Rocky didn't get the league's automatic bid to the NAIA National Championships, so it had to wait for the selection show to see if it would get an at-large bid, a long wait for an unranked team which hadn't been there in 11 years. But the Bears received the final seed in Omaha, Nebraska, and something clicked.

"When we went to Nebraska, I feel like we played more with heart than with skill," said junior goalkeeper Maia Wetzel. "We really, really, really wanted the games."

Rocky beat MidAmerica Nazarene 2-0 in the first game, led in shots by Gamache, who broke the school's all-time scoring record earlier this month. Not bad for a walk-on.

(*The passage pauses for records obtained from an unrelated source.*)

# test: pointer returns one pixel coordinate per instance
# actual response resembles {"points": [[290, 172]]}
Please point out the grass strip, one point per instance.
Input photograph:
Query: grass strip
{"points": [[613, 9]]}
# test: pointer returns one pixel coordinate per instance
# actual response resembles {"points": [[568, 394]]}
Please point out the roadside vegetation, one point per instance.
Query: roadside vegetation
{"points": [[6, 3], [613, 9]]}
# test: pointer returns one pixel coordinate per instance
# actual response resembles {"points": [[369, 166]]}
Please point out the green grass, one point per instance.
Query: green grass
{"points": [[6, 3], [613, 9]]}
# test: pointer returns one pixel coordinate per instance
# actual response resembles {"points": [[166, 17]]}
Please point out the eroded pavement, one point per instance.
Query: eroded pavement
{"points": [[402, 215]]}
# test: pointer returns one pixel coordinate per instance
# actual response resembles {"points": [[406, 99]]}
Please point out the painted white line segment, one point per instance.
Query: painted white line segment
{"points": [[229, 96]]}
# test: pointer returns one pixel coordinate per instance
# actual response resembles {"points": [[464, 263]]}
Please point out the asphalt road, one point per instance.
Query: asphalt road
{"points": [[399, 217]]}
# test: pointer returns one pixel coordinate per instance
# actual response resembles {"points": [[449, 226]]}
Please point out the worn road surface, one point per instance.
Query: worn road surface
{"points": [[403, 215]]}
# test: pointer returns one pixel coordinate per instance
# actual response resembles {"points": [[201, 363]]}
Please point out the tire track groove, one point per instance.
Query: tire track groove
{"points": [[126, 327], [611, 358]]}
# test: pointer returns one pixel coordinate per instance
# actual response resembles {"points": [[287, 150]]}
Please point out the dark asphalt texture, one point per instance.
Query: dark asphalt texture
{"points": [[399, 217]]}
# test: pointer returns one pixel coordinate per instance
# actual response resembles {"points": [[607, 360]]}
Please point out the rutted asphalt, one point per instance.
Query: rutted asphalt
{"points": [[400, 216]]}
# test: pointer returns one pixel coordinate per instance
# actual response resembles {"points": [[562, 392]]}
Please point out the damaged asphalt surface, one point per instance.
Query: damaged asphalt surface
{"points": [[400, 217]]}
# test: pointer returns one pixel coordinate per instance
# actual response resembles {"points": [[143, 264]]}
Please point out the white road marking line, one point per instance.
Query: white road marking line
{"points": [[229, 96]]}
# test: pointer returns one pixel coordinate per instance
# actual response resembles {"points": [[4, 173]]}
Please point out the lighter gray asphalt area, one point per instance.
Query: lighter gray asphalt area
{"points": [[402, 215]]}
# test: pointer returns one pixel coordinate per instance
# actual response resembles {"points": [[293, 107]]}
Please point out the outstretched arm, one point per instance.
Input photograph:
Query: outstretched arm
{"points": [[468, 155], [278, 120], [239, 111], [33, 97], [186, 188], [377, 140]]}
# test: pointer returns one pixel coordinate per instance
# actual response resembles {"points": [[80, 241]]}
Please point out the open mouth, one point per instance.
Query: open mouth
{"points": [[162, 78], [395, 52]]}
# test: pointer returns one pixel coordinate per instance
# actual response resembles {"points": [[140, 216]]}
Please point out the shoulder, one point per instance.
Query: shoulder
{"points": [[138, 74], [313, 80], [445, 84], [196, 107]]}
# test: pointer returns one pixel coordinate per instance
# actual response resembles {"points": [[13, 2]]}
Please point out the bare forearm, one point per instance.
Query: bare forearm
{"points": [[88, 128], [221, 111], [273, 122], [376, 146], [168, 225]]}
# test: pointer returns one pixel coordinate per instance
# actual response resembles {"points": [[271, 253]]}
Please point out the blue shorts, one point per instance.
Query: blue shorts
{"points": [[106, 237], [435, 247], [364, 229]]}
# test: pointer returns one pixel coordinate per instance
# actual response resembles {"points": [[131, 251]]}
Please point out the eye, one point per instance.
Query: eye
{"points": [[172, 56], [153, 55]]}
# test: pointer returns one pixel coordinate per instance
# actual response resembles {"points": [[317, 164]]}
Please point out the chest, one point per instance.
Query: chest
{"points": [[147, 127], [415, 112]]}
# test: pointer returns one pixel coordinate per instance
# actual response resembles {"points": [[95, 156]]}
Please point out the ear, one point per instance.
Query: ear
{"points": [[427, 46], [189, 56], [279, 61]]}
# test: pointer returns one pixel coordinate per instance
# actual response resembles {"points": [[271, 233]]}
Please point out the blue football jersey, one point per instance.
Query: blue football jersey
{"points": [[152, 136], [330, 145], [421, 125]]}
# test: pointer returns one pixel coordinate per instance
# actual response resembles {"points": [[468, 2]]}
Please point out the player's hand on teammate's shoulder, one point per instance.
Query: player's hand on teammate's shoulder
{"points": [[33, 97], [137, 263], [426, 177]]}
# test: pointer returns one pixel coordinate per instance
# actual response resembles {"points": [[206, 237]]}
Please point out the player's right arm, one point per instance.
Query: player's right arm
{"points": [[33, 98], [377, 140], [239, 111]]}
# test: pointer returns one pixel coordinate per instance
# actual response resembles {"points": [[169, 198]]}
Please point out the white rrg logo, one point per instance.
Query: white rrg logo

"I actually didn't even come here to play soccer," Gamache said. "My parents honestly bribed me."

"She showed up on our doorstep in January one year and said she wants to start playing soccer again," said head coach Richard Duffy. "She has a natural ability to score goals - very talented kid. I'll be blessed if I can get another kid with that ability at some point in my program."

"It's been rocky, no pun intended," Gamache chuckled when asked how her career has been, "but it's been good. Obviously beating school records, I can't put it into words."

Gamache led Rocky in shots again in Saturday's game against No. 12 Midland University, but the team couldn't break through this time. But neither could the Warriors, thanks to Wetzel's 14th shutout of the season, extending her record.

"She kind of ticks all the boxes as far as what we're looking for in a modern-day goalkeeper," Duffy said. "She's super athletic - she'll get to stuff a lot of goalkeepers wouldn't get to. She keeps us in games because of that."

So a shootout would decide it, and you'll never guess who stepped up to take Rocky's first penalty kick - and buried it.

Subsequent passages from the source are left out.